For the average investor there are four ways to go long on VIX:
- Buy a leveraged exchange traded product (ETP) that tend to track the daily percentage moves of the VIX index. At the moment there are three of these: CVOL, UXVY, and TVIX (currently not recommended).
- Buy Barclays’ VXX (short term) or VXZ (medium term) Exchange Traded Note (ETN) or one of their competitors that have jumped into this market. See volatility ticker for a full list of volatility ETN/ETFs.
- Buy VXX or VXZ call options (recently ProShares VIXY and VIXM began offering options too)
- Buy VIX call options / short VIX put options
The second choice, buying non-leveraged volatility ETNs like VXX, is not as twitchy, but be aware that the VXX will definitely lag the VIX index (think molasses), and it is also not suitable as a long term holding because the people in the VXX shop are forced to continually shift from short term to longer term futures contracts, usually at unfavorable rates. This drag due to rolling the futures can extract 10% to 15% a month out of VXX’s price.
Some VXX closing values compared to the VIX index:
- Its first day of trading, 30-Jan-09, VXX closed at a reverse split adjusted 418.32, the VIX index closed at 44.95
- December 2009 VXX had dropped to 152, a 63% decline, compared to the 50% drop in the VIX index value to 22.
- 8-September-2010, VXX closed at 77, VIX at 23.25.
- 12-January-2011, VXX closed at 33.25 v.s. a VIX value of 16.24.
- 9-March-2012, VXX closed at 22.24, VIX at 17.11
This is a substantial tracking error. Given its dismal track record it is surprising that VXX usually trades over 22 million shares a day. I think the allure comes from its reliable negative correlation with the equity markets. If SPY has a significantly down day, you can be pretty confident VXX will have a good day—unlike some investments like gold.
On June 1st 2010 options on VXX were introduced and became almost immediately successful. I think retail investors flocked to them because they lacked most of the VIX option weirdities—such as European exercise, different expiration dates, VRO based settlement values, and greeks that are generally wrong.
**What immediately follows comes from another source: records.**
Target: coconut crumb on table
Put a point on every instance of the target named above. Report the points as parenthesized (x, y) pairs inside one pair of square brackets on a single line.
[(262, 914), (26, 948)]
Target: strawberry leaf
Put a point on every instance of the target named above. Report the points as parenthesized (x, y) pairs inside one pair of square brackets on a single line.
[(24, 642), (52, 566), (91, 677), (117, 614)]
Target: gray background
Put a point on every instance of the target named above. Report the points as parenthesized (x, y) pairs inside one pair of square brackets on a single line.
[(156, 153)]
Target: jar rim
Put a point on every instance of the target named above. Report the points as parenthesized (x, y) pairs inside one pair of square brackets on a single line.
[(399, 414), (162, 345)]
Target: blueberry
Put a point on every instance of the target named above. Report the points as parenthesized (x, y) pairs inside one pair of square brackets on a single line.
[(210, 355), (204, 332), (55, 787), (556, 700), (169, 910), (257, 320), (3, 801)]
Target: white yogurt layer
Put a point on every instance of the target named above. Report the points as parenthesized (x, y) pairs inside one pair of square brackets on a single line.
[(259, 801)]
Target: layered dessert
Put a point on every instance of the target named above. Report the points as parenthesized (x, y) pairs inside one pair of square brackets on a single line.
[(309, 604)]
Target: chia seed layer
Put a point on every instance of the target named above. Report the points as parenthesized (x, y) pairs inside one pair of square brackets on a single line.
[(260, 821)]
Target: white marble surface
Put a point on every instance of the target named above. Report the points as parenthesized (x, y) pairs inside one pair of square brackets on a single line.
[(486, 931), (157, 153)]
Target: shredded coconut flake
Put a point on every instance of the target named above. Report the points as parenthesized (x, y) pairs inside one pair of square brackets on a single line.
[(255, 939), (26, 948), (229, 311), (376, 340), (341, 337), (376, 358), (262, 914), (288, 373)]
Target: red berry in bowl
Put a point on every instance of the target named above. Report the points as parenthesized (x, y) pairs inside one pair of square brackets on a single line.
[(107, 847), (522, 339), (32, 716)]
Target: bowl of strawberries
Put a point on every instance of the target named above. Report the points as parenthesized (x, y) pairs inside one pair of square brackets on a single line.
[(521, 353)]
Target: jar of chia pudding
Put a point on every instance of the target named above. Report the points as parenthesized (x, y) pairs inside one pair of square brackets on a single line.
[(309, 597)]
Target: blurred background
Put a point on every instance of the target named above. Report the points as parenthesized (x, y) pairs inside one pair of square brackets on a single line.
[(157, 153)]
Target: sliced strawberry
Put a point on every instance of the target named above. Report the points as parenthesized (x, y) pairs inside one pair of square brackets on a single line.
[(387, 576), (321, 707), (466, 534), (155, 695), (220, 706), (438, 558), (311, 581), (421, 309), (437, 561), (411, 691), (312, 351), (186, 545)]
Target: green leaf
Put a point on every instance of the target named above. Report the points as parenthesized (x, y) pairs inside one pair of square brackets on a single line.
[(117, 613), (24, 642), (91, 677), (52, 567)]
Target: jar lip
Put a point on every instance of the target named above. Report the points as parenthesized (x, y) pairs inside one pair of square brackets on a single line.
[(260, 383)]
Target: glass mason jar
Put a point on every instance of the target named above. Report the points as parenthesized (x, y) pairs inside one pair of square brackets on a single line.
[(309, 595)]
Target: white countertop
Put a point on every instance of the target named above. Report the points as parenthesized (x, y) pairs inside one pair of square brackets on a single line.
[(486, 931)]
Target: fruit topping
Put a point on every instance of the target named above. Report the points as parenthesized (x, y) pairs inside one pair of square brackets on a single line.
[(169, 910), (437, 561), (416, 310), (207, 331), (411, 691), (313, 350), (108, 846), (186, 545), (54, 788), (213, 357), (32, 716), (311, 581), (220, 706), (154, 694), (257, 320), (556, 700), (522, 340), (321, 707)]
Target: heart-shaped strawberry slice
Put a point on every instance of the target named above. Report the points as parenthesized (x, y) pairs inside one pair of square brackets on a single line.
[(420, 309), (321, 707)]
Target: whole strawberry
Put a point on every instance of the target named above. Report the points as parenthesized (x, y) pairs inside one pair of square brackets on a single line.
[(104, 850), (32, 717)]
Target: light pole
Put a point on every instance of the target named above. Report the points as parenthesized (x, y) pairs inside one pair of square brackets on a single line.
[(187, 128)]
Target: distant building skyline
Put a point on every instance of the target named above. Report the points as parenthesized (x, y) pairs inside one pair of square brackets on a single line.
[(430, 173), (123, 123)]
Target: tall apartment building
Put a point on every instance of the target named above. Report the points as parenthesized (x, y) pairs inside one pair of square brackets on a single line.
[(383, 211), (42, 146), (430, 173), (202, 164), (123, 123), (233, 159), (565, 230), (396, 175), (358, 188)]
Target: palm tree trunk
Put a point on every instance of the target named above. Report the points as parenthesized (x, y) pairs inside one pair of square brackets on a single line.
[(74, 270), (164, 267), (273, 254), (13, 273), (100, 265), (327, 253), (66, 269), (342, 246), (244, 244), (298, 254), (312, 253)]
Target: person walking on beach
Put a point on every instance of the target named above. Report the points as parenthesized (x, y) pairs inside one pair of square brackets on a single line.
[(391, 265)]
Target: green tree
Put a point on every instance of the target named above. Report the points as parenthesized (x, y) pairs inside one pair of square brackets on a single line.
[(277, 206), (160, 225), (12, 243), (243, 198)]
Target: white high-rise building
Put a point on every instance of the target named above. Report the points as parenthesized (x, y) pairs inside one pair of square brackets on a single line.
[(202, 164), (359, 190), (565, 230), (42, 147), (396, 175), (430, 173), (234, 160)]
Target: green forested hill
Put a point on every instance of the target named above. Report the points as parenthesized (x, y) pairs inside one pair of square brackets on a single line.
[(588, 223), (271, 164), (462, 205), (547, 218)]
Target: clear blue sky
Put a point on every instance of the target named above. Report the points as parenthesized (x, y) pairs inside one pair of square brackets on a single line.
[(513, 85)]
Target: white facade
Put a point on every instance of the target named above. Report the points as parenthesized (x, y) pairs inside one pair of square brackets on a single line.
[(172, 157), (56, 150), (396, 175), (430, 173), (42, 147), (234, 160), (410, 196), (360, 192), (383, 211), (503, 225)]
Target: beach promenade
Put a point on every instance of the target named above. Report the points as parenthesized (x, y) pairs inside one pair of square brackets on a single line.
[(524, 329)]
VXX options have VXX as the underlying, which avoids the perpetual confusion associated withVIX options where volatility futures are the actual underlying not the VIX index. VXX weekly options are also available.
- The bid / ask spreads are huge! Never pay what is offered, use limit orders and split the bid/ask prices (e.g., if the spread is 3.40/3.80 and you want to buy, offer 3.60 or 3.70 with a limit order.) More on trading VIX options here.
- The VIX options are European exercise, unlike most equity options—practically this means the VIX options will predictably match (approximately) the VIX index, only once a month—the moment they expire.
- The posted greeks (delta, gamma, etc.,) are almost always wrong. See more here.
- Like all options, their premium value erodes with time, especially as you approach expiration.
If you want to go long on the VIX index you are probably hoping to speculate on its big swings, or you are trying to hedge your portfolio against big, sharp declines. If you want to speculate, be prepared to move in a hurry—the VIX drops quickly once the market angst subsides. Most of the action is over in a few days. If you want to hedge, frankly I’d look elsewhere (e.g., long term out of the money puts), because these two choices are expensive if you are trying to get enough leverage to really protect a long portfolio.